Saturday, October 18, 2025

Riggs and Terry Articles - Oscar

While reading these articles, I was reminded of my time in manga fan-translation. As Terry stresses throughout his piece, the literal words of any given original text matter far less than the meaning and intention they convey, which Riggs says is a "laborious and painful...process of expository transmigration" that is often too much for a translator to handle and often falls to editors or rewriters to complete. In my circle, at least, the process was exactly so: the translator would provide a line-for-line manuscript of all text from the chapter, and it very often fell to the typesetters and quality assurers to make sure the translated chapter actually sounded English and appealed to English readers. 

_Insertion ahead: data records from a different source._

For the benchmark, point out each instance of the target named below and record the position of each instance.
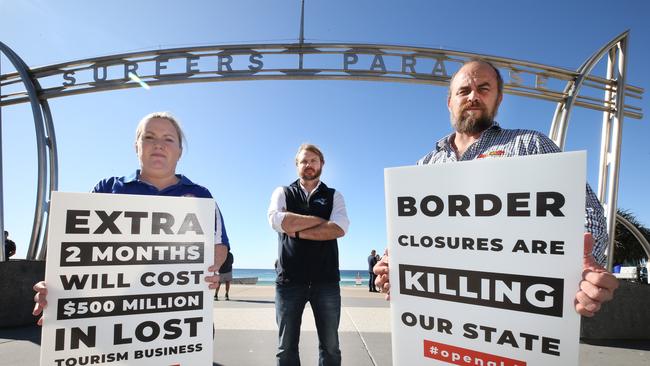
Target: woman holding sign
(159, 145)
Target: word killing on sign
(538, 295)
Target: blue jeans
(290, 301)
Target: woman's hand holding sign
(597, 285)
(40, 300)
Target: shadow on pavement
(641, 345)
(30, 334)
(255, 301)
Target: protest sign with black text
(125, 278)
(486, 258)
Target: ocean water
(266, 277)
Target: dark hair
(480, 61)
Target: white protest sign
(485, 260)
(125, 279)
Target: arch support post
(45, 146)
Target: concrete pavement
(246, 334)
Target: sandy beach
(246, 334)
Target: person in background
(309, 218)
(372, 260)
(10, 246)
(475, 93)
(158, 145)
(225, 276)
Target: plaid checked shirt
(496, 141)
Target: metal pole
(37, 113)
(617, 138)
(301, 37)
(3, 255)
(605, 139)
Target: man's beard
(314, 176)
(469, 123)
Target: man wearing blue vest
(309, 217)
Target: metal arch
(612, 129)
(637, 234)
(567, 99)
(31, 88)
(559, 125)
(53, 172)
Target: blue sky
(242, 136)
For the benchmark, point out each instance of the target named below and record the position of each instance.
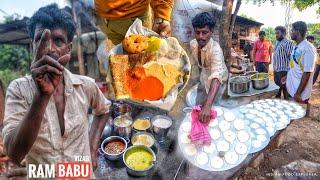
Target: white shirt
(50, 146)
(212, 62)
(302, 59)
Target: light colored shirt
(212, 62)
(262, 50)
(281, 55)
(50, 147)
(303, 58)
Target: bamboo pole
(78, 34)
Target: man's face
(203, 35)
(294, 34)
(261, 37)
(58, 42)
(279, 35)
(310, 40)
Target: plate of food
(230, 143)
(148, 70)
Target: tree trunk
(78, 33)
(2, 104)
(224, 35)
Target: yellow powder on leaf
(168, 74)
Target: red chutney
(114, 147)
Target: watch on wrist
(160, 21)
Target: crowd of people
(53, 102)
(295, 62)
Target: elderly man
(46, 113)
(302, 63)
(209, 57)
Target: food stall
(155, 143)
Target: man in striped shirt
(281, 57)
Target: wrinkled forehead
(55, 31)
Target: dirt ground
(299, 141)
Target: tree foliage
(299, 4)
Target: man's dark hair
(282, 29)
(203, 19)
(301, 27)
(51, 17)
(310, 37)
(262, 33)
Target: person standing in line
(302, 62)
(280, 60)
(262, 53)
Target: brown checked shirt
(81, 93)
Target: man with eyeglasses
(302, 62)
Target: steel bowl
(260, 80)
(160, 133)
(123, 131)
(121, 108)
(135, 130)
(239, 84)
(136, 172)
(112, 157)
(133, 139)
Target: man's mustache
(54, 56)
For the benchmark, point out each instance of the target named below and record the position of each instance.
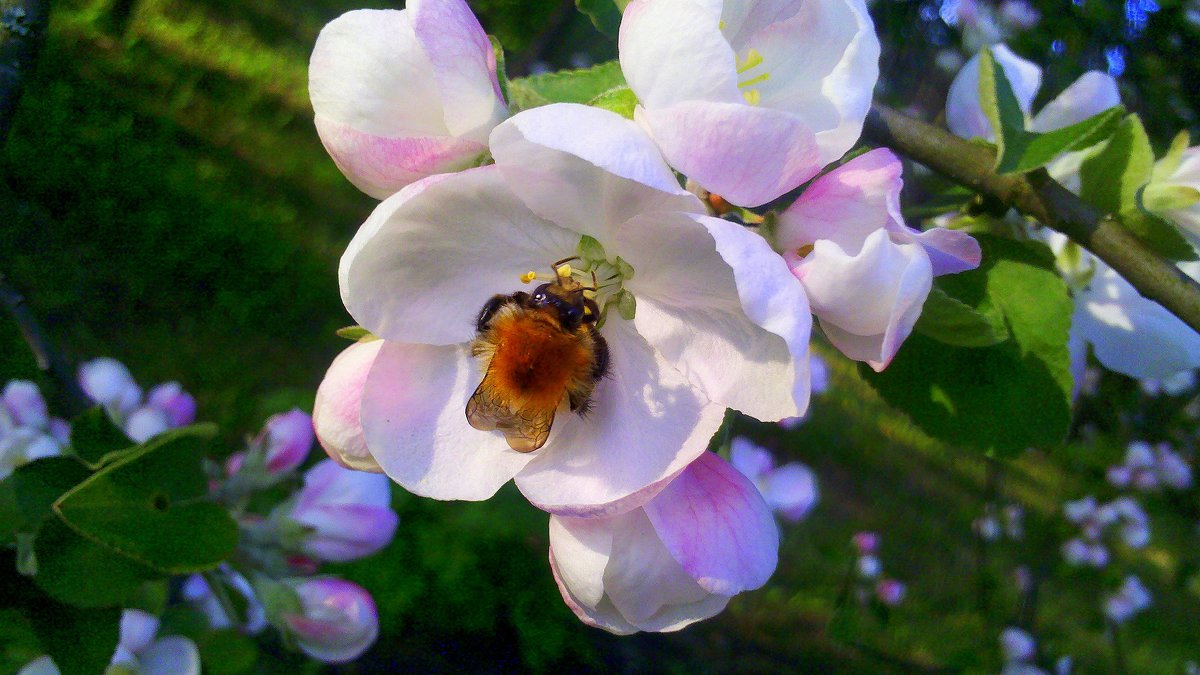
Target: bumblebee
(537, 351)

Terry's commentary on the many extraneous grammatical constructions of Japanese was also something that I hadn't considered before. Lots of repetition, restating, or circular writing that supposedly add to a Japanese reader's experience of the text is completely unnecessary or even burdensome to an English reader. To this end, he suggests that when grappling with word-for-word translation versus an "unfaithful but good English" translation, one should keep in mind what a Japanese reader goes through. The example given is that a Japanese reader would also skip over those extraneous phrases, but the difference is that they know to skip them, while an English reader does not. 

Rigg's piece gives me the impression that translating non-fiction is indeed way more difficult than fiction translation, as the latter often does follow a certain structure that can be relied on. I was a little surprised at the recommendation that one would often completely turn the original text over its head, essentially rewriting the entire thing based on the ideas it puts forth, rather than just carrying the words over to another language. After all, if you drag something through Hell, does it really come out the same?